Some people may find doing arts and crafts with children as intimidating as explaining the difference between numbers and digits, but there is a magic phrase that can change your perspective and help you enjoy this activity for the first time and every time after that: process over product.

There are what seems like an infinite number of craft and art projects for kids on the internet: make a bean bag toss game or a cardboard robot or a macaroni galaxy or your five millionth batch of slime! These are all fun projects, but the instructions, with their photos of impossibly well-groomed children creating instagram-worthy crafts leave the adults feeling less "expert" when projects fail to live up to internet standards. A focus solely on a product implies there will be a right way and a wrong way to make something.

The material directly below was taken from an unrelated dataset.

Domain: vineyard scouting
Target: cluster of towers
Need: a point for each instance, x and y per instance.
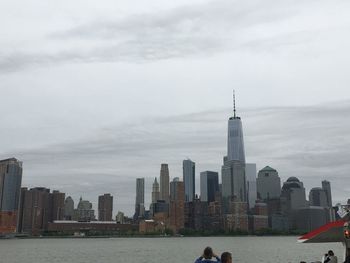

Reframing craft time to focus on process means talking about materials, about tools, and about possibilities. It isn't abandoning a product - they aren't opposites, and something is still getting created - but it is being open to letting the product be determined by what you learn along the way. It means laying whatever you find in the house out on a table and asking "I wonder if..." It means starting with a question, letting the learners direct the exploration, and seeing what you find along the way. It means becoming a learner alongside the young people in your house, creating a space where it's okay for everyone to make mistakes - a space we rarely get to inhabit. 

At my house, we've assembled a box with all of our most useful tools - a low-temp hot glue gun, scissors, markers, some nuts and bolts, tape - and I'll encourage my kids to pick a single material from the pile and see what they can make. We'll talk about what they were doing before, if there was a problem they wish they could solve or some prop that would have made their play more fun. That has led to things like a camera stand made of popsicle sticks, a workbench made from scrap wood and felt Wonder Woman tiaras. The best part, as a parent, was creating a less stressful environment and experiencing the joy of watching my kids explore their own projects.

If you'd like some inspiration, try searching for "process art" or "tinkering" and you'll find great suggestions, but the greatest guides you'll find are the young people right in your house.